Vernon: So when you're under the stage, let's say, at a big Take That Arena show, today, do you kind of look at each other and go, 'We're still here. Come on!'?
Gary: Do you know what, it's better than that. Quite often we go out in the middle of the audience and we're on like a round platform and, now and again, we turn in and face each other, and I can see the two faces of the guys and behind them, chaos, yeah, 1000s of people going and it's beautiful.

Gary on not displaying his awards at home:

Vernon: Hey, have you got a room - I went to, when we were doing T4, I went to a very famous rock star's house, and they had a room that was just full of discs. Have you got a Gary Barlow or Take That room?
Gary: Do you know what, I've actually given a lot of my discs to charity. I think I've got a couple left, but I don't know I feel about that, you know, welcome to my house, everybody and here's my award!
Vernon: You must have something that recognises the fact that, you know, 'who lives in a house like this?' type moment?
Gary: I think my studio is that for me, right? It's my place of work. But I don't really need discs on the wall to remind me.

Vernon: When you walk into the kitchen after a studio session at home, do you have a sip of tea and go 'three more tunes, bangers... here we go, Tenerife next week. Come on!'?
Gary: You know what, it's it's kind of a thing with songwriters that every day you feel like you've written the next big one [then] really, quite often when you wake up the next day, you realise you didn't. Definitely the sleep is an important key. The key to it, you sleep, you're listening, and then you go, 'oh, there is something there', right, or not!

Gary on being away from his wife:

Vernon plays a message from a listener:
**Hi, Gary and Vernon. It's Natasha from sunny Southend. Gary, you have been at lunch here in Southend. So if you could go anywhere with anyone, where would you go for lunch? And who would it be with?**

Gary: That's a great question, isn't it? Well, I'd be with my wife, because she said she gave me a yellow card last year. I was away a lot. She called me when we were in Asia. She said, 'where are you?' I said, 'you can check the website.' ... but she [said] 'when are you home?' I was like 'four weeks' ... I mean it was a rotten year, rotten year for home so I'm busy scoring points at the moment.
Vernon: Get a magnetic pin board for the fridge...
Gary: Honestly, that's what last year was like.

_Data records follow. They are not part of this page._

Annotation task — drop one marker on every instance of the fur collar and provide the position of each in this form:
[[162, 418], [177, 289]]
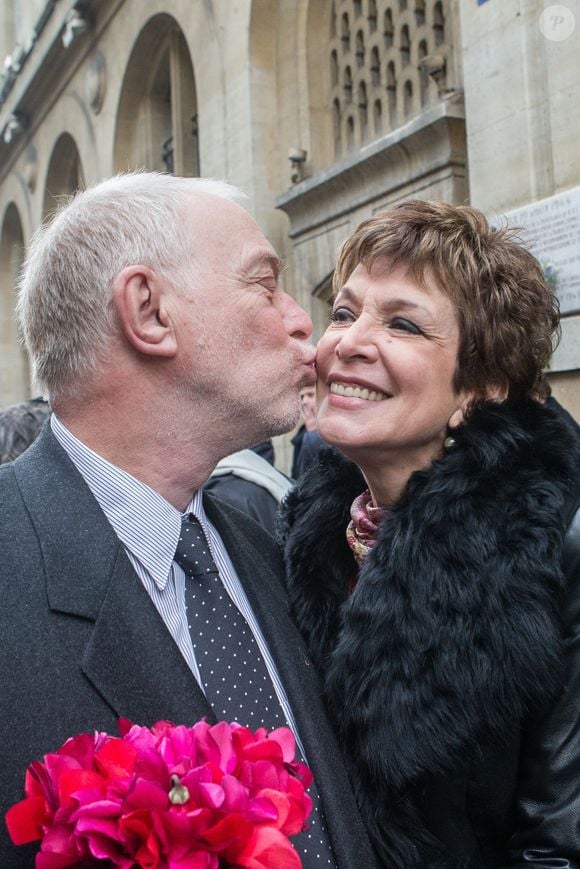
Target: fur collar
[[452, 633]]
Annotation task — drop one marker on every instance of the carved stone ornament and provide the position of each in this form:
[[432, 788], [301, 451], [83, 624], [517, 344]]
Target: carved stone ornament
[[30, 168], [96, 82]]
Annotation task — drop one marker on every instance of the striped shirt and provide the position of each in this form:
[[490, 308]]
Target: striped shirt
[[149, 528]]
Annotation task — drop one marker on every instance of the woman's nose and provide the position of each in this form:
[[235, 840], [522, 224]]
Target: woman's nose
[[357, 341]]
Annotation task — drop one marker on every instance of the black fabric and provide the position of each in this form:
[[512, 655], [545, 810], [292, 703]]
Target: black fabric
[[450, 679], [98, 648], [251, 498]]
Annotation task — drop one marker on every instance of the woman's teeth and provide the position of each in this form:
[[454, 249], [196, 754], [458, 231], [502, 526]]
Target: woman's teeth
[[356, 392]]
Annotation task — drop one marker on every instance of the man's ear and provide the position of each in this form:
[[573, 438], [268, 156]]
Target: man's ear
[[139, 298]]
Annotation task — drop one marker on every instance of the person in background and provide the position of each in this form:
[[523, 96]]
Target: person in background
[[433, 557], [152, 312], [307, 440], [249, 481], [20, 424]]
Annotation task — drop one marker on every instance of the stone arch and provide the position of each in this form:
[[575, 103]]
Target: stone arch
[[14, 370], [65, 173], [157, 114]]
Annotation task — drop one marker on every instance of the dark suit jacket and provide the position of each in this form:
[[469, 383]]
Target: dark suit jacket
[[82, 643]]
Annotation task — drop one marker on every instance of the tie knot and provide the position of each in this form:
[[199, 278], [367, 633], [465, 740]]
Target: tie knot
[[193, 554]]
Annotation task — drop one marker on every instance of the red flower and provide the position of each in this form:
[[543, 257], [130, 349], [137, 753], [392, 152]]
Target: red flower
[[166, 797]]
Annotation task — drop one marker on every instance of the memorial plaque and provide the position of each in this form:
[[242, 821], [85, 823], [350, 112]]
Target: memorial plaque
[[551, 229]]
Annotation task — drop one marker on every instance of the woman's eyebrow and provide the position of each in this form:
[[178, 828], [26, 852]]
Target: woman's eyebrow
[[406, 304]]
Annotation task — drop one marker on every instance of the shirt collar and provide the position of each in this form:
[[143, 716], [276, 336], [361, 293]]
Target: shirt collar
[[144, 521]]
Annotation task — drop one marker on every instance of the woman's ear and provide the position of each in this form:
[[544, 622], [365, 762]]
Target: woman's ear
[[493, 392], [139, 298]]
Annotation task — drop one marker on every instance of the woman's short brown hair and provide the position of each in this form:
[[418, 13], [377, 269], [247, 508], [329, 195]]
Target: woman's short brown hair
[[508, 315]]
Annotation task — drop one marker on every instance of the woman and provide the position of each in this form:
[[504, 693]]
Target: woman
[[432, 564]]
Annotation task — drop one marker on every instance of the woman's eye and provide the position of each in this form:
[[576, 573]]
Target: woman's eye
[[341, 315], [403, 325]]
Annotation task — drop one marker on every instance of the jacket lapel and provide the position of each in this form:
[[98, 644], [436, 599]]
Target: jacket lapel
[[130, 657]]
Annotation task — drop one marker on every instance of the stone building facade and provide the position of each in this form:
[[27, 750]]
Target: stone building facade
[[323, 111]]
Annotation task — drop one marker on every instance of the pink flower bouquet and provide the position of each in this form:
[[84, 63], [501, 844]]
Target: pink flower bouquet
[[166, 797]]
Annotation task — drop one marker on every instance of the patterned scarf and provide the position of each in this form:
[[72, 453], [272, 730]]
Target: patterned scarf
[[361, 534]]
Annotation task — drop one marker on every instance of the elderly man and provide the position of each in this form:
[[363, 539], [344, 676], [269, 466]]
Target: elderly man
[[153, 315]]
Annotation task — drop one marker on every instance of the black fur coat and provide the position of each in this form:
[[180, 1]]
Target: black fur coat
[[447, 660]]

Gary on using AI when writing music:

Question for Gary from Teddy Swims [who performed for yesterday's Piano Room]
Teddy: I got a question for you. What was your favorite toy growing up?
Gary: Toy? This is gonna chime with you. I know it is Big Track. Yes, I knew you'd know that [to Vernon]. Yeah, of course, Big Track, yeah. Did you ever actually get it to do what it did on the advert?
Vernon: Do you know what, we had one at primary school and we actually had a lesson on how you programme Big Track. Because one, it was the length of the actual Big Track itself so if you typed in five, it would go five lengths of itself...
Gary: Yeah, I think it was the way into computing. For me, that was the top of the Big Track because I was very early with computers. I got computer at, like, 14 and was making music on it. It was an Atari ST computer.
Vernon: You know, Calvin Harris wrote his very first album on the Commodore Amiga. All of it on that, really, yeah, yeah, yeah.
Gary: I always use technology as a tool, because interesting with all the AI stuff being talked about now, because I use a lot of AI as well for making music, right, [but] not coming up with it instead of me.

Gary on being a Sam Fender fan:

Vernon: Gary... what are you going to close with please, your cover version?
Gary: We're going to, 'cause one of my faves, well, he's been my favourite artist for two or three years - Sam Fender - went to see him live last year. Love the new record. Of course, I really want to try and do this justice because it's a brand new song, we thought, why rethink something that's so new, so I'm kind of copying his version, but it's a wonderful track.